Tim hukum Masbuhin & Partners telah melakukan pengecekan lapangan sejak 19 September 2025. Hasilnya, ditemukan indikasi kuat adanya penerbitan sertifikat ganda dengan dugaan manipulasi dokumen melalui program Pendaftaran Tanah Sistematis Lengkap (PTSL).
Beberapa kasus yang mencuat antara lain: Tarimin, pemilik SHM No. 603 seluas 4.630 m² sejak 1993, namun pada 31 Juli 2024 BPN menerbitkan SHM baru No. 01049 atas nama MSE dengan menggabungkan tanah tiga warga, ada lagi Sri Rahayu, yang membeli tanah secara resmi pada 2013, juga mendapati lahan miliknya diterbitkan SHM baru No. 02148 atas nama MDZ pada 2024.
“Hari ini warga resmi melapor pidana ke Polda Jatim. Kami berharap penyidik bekerja cepat dan transparan untuk mengungkap praktik mafia tanah ini,” tambah Masbuhin.
Kasus tersebut telah teregister dengan Nomor: LP/B/1197/VIII/2025/SPKT/POLDA JAWA TIMUR. Untuk sementara, baru sekitar 20 warga dengan luas lahan mencapai 15 hektare yang melapor. Namun, diperkirakan masih ada lebih dari 30 warga lain yang akan menyusul.
Masbuhin menyebut praktik ini diduga melibatkan banyak pihak, mulai dari pelaku utama, penyuruh, hingga pihak yang mendanai.
Salah satu warga, Ponidi, mengaku sangat terkejut ketika mengetahui tanahnya juga bermasalah.
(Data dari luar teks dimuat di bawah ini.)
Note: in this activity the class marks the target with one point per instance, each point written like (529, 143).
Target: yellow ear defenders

Ia baru sadar setelah menerima surat ancaman dari seseorang bernama Saiful Effendi yang mengklaim sebagai pemilik sah berdasarkan sertifikat baru.
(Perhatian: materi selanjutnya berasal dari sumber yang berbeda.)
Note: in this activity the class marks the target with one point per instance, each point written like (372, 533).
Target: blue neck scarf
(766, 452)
“Saya membeli tanah dari pemegang hak garap hasil redistribusi tanah kelebihan maksimum. Semua proses saya tempuh resmi hingga keluar sertifikat sah. Jadi saat tahu ada sertifikat baru, kami benar-benar syok,” ungkap Ponidi.
Kasus ini menambah panjang daftar praktik mafia tanah di Indonesia. Para korban berharap laporan mereka segera ditindaklanjuti agar kepastian hukum bisa ditegakkan, serta hak masyarakat kecil tidak mudah dirampas oleh oknum yang bermain dalam penerbitan sertifikat ganda.